1. Know the legal difference between trade secrets and confidential information

Trade secrets can be protected during and after an employee’s employment without the need for express contractual provisions.

In practice, genuine trade secrets are rare and much of the information that an employer regards as a trade secret may simply be confidential information, such as business plans, customer contacts and marketing strategies.

Confidential information is protected during employment if its confidential nature is clear. However, after the employment has ended, employees are free to use the information unless they have expressly agreed not to do so.

2. Draft confidentiality provisions

Confidentiality provisions can be set out in the contract of employment or in a separate confidentiality agreement.

The wording should be precise and clear with the focus on the specific needs of the business and the employee’s job role.

Employers should make it crystal clear exactly what type of information is confidential and that the restrictions on the use of that information apply both during and after employment.

3. Reinforce with restrictive covenants

Restrictive covenants can be used, for example, to protect a company’s customers and suppliers or to restrict an employee from competing with his or her employer.

These types of clauses, if carefully drafted, can have the additional effect of reducing the possibilities for employees to misuse confidential information.

4. Keep confidentiality provisions centre stage

Confidentiality provisions and any restrictive covenants should be kept under review as the company’s business needs and the employee’s job role may evolve over time.

It is important that the safeguards for confidential information remain robust and relevant on a continuing basis, as the employer in Prophet plc v Huggett found to its cost.

5. Put in place supporting policies

In this technological age, employers have the additional hurdle of protecting confidential information within a digital landscape. Information can now be transferred at high speed and via a range of small portable devices.

The growth of social media also presents challenges. Building a network of professional contacts on a social networking site may be encouraged by an employer during employment, but who owns these contacts?
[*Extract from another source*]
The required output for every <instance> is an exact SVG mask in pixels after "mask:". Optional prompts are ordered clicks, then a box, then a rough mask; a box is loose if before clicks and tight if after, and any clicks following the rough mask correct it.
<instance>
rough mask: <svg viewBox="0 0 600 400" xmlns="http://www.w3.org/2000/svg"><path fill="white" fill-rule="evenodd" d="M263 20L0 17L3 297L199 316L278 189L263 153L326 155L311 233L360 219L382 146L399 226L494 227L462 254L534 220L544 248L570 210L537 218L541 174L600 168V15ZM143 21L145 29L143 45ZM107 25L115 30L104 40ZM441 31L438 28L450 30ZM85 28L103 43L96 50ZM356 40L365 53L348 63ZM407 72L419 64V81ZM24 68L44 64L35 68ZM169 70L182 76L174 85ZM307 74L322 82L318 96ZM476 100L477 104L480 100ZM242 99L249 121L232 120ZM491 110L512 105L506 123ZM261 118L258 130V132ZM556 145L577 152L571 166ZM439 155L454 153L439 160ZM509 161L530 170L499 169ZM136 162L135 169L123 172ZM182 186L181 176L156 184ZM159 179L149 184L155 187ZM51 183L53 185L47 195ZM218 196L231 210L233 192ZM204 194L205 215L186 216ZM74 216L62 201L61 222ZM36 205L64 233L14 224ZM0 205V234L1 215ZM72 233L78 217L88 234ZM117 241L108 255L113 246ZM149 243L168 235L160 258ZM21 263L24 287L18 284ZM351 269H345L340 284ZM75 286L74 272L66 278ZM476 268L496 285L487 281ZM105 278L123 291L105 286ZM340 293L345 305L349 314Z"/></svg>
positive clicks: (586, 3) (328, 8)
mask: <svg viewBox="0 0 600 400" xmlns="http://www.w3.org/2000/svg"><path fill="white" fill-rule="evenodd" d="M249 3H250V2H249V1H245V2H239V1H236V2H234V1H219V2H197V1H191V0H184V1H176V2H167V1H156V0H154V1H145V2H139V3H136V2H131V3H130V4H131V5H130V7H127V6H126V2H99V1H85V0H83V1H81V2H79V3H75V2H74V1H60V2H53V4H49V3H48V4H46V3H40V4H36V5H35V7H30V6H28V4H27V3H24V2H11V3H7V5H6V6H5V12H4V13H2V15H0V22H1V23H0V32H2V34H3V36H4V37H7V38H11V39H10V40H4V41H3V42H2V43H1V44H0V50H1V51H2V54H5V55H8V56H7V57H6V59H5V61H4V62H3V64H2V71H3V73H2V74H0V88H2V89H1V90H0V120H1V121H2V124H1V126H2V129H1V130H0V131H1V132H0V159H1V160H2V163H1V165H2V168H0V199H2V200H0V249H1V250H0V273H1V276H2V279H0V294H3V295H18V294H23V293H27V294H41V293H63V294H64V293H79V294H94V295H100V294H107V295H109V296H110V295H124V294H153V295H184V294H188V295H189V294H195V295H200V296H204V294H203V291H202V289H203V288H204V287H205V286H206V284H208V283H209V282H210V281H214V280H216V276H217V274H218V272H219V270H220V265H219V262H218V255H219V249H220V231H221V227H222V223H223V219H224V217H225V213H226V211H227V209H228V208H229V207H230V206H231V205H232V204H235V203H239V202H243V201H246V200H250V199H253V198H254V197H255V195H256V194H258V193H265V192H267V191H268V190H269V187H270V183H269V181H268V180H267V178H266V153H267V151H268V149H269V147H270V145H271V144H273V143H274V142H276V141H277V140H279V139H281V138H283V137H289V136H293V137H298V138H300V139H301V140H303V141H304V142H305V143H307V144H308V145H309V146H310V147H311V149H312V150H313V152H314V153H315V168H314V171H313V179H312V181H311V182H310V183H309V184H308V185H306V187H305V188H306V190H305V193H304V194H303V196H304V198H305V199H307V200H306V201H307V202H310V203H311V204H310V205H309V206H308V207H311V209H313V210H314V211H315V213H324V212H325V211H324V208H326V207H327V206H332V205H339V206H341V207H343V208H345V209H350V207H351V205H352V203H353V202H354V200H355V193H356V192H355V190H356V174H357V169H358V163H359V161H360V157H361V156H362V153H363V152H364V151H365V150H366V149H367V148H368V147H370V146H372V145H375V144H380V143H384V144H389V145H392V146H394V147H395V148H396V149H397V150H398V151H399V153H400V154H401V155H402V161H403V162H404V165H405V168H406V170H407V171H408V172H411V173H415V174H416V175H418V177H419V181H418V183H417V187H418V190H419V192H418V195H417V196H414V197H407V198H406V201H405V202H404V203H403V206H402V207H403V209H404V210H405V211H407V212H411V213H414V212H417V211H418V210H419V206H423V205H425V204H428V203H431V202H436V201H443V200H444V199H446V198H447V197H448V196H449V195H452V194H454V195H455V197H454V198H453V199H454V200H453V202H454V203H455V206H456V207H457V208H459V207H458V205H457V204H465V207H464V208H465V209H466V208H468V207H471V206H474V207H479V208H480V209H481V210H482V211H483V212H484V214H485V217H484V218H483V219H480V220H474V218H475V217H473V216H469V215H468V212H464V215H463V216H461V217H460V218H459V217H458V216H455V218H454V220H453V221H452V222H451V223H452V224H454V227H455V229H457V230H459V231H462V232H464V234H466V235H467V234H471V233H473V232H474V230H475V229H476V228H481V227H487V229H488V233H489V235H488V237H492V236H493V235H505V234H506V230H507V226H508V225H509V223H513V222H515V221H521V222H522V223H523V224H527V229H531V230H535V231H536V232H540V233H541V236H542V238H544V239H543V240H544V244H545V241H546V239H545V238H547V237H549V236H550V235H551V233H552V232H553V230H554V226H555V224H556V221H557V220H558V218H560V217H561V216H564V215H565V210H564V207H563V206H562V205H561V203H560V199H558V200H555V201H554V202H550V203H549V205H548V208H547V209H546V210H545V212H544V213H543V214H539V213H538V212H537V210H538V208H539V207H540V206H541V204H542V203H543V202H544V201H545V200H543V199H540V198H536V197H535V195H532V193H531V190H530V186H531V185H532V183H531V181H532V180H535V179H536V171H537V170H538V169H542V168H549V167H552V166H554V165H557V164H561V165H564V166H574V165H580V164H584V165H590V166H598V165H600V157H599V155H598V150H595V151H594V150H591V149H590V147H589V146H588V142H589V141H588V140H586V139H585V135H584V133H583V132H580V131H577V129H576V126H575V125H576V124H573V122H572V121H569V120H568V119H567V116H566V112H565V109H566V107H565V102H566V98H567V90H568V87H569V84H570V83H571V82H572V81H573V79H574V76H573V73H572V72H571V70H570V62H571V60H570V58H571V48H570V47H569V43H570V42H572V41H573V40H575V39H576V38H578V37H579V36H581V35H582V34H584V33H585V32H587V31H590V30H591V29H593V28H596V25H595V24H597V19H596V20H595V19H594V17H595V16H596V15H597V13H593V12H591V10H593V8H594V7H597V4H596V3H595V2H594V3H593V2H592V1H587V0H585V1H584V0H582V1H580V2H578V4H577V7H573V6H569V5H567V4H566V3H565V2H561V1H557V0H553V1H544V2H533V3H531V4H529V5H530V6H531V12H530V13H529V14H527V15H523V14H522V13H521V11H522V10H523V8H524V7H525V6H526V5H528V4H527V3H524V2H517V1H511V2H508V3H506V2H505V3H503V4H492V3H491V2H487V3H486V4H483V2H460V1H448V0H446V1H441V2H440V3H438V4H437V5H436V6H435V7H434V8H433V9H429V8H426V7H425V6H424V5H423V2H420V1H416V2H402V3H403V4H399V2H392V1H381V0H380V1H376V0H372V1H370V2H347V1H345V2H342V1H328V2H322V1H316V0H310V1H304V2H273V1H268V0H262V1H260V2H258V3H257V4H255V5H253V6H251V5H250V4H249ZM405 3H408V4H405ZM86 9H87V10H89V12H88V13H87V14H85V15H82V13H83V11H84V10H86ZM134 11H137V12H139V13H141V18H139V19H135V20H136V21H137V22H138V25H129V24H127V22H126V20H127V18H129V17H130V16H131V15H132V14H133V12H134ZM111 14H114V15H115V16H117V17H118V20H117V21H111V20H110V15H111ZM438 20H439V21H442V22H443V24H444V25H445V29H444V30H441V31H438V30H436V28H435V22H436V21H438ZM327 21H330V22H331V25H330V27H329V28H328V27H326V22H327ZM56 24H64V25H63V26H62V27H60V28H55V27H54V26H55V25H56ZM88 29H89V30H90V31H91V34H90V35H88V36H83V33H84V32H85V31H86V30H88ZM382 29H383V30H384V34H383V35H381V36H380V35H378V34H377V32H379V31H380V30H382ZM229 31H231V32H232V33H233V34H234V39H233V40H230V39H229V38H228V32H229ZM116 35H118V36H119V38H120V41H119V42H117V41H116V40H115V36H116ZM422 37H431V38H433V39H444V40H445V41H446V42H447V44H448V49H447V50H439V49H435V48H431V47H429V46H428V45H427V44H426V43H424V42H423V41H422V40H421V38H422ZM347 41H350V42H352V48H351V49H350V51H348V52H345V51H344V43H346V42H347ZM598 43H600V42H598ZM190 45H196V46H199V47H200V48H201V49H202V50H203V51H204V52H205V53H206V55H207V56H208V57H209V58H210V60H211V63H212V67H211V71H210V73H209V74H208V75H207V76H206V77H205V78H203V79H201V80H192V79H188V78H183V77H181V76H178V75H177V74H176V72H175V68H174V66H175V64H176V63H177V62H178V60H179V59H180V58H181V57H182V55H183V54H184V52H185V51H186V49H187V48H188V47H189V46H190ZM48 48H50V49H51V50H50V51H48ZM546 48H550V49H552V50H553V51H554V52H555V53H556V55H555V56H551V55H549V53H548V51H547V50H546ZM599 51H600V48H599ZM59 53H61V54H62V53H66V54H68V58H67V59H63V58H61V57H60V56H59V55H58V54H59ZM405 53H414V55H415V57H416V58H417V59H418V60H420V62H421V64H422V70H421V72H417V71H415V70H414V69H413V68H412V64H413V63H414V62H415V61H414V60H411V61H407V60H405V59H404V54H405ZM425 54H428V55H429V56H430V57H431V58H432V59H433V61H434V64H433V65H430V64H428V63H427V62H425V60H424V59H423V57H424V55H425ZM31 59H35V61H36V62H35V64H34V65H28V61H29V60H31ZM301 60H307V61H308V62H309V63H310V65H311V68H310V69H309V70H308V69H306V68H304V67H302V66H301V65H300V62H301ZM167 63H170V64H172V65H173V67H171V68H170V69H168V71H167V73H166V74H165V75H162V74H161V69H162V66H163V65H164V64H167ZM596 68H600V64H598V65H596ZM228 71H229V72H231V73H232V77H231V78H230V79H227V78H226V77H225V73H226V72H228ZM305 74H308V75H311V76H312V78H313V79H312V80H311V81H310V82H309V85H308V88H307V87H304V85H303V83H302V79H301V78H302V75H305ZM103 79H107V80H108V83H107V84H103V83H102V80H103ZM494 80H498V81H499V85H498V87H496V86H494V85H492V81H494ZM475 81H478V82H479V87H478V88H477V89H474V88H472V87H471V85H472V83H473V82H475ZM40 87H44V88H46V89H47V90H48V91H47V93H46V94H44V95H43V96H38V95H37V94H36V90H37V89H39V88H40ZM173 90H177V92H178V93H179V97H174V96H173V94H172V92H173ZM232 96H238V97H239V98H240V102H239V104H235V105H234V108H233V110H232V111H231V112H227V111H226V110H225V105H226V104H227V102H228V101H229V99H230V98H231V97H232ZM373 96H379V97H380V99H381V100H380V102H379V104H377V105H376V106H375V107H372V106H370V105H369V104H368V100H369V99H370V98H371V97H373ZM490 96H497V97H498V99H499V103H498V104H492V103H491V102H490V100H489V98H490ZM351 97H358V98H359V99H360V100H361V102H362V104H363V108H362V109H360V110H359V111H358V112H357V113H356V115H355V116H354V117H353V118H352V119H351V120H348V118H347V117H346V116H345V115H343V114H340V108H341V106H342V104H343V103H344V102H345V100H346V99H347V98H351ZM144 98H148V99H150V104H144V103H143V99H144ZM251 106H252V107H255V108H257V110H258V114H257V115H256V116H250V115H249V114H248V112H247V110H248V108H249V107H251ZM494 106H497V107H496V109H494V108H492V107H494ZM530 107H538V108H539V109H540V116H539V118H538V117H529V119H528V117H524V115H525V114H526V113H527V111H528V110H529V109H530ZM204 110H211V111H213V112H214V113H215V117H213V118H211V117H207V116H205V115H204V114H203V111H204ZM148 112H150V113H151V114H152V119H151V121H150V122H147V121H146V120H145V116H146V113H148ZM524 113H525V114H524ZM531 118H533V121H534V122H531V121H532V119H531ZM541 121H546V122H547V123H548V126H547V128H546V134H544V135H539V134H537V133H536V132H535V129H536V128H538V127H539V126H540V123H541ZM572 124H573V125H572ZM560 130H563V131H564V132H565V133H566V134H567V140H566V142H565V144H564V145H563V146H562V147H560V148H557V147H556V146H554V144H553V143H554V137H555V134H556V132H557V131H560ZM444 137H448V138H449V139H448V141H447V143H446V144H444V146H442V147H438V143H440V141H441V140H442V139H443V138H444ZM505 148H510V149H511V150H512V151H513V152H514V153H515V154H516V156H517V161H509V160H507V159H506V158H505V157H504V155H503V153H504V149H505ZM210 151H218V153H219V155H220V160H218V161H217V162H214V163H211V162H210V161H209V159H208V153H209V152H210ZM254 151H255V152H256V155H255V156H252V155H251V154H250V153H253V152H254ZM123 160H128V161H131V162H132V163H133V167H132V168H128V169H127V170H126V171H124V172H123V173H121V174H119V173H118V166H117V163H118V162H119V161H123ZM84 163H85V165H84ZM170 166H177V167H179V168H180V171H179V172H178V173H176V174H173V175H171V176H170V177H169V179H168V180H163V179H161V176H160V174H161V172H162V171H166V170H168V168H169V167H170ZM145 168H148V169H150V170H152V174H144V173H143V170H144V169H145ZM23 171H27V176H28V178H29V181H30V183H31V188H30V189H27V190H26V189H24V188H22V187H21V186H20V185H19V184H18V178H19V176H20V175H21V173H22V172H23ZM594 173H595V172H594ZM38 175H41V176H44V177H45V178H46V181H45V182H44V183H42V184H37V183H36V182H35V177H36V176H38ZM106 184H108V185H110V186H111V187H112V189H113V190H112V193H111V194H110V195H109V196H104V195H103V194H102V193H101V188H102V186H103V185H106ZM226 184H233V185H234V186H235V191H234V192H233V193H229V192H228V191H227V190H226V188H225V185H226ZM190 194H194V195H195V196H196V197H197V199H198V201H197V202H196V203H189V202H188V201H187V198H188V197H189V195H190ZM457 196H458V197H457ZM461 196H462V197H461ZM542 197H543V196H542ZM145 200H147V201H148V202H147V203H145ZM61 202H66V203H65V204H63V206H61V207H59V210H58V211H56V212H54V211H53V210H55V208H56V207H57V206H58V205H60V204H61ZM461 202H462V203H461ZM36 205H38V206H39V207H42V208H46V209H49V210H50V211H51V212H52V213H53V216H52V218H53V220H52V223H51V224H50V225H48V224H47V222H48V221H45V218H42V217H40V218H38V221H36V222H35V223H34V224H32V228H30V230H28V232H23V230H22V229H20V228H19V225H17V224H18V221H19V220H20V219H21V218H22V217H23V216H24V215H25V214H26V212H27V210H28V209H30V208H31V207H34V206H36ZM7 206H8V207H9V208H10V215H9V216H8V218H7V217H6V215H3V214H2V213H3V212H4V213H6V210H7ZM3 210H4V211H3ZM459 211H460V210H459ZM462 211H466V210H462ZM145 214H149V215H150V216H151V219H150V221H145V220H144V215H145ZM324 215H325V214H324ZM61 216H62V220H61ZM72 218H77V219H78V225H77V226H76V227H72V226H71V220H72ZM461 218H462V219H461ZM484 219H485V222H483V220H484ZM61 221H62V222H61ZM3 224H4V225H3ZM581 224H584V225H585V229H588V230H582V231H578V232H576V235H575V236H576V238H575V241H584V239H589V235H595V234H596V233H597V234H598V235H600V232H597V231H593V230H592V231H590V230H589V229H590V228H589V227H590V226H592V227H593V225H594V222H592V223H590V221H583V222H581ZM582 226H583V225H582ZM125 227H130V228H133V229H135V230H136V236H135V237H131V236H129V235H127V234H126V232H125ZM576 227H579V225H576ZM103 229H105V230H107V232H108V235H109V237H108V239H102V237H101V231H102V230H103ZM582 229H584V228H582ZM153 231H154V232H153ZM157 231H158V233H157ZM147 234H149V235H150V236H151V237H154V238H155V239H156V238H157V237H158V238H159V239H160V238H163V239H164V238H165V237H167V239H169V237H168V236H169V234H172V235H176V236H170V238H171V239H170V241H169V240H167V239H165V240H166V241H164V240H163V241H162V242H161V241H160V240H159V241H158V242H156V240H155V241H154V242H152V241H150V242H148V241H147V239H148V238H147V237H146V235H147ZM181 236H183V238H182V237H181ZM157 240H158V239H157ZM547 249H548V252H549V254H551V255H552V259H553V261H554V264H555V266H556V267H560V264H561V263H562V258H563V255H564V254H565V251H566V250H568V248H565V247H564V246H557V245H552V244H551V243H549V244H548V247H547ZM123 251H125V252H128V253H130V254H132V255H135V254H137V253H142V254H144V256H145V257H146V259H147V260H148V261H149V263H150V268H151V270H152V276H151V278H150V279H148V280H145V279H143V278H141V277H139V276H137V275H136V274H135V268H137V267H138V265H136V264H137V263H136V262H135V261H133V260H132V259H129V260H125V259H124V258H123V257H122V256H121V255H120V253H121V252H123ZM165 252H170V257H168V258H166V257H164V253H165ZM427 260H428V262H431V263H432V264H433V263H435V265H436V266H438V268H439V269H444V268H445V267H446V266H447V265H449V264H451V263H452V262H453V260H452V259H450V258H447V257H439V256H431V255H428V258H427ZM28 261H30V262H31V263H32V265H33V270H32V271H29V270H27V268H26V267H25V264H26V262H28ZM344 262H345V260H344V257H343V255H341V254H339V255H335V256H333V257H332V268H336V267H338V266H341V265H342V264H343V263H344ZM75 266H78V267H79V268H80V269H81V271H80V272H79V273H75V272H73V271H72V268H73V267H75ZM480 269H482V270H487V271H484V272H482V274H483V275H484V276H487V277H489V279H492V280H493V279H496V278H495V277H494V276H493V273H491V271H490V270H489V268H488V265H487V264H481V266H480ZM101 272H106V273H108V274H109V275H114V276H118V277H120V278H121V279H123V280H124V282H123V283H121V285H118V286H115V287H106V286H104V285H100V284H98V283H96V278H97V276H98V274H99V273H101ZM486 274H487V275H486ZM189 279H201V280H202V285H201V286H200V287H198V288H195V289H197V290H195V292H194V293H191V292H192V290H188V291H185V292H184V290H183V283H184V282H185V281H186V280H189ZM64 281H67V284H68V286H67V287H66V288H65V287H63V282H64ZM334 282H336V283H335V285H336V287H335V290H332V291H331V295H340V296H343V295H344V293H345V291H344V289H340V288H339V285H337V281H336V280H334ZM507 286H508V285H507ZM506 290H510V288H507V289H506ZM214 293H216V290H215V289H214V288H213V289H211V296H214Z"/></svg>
This was one of the questions considered in Whitmar Publications Ltd v Gamage and others.

Employers should put in place policies that cover the use of electronic communications, as well as providing clear rules on social media conduct within the workplace.

These policies should be linked to the disciplinary policy and with employees left in no doubt that any misuse of confidential information by digital, social media or other means will amount to gross misconduct.

6. Training

The policies should be communicated to all employees and supplemented by training on the company’s rules on regulating the use and disclosure of confidential information.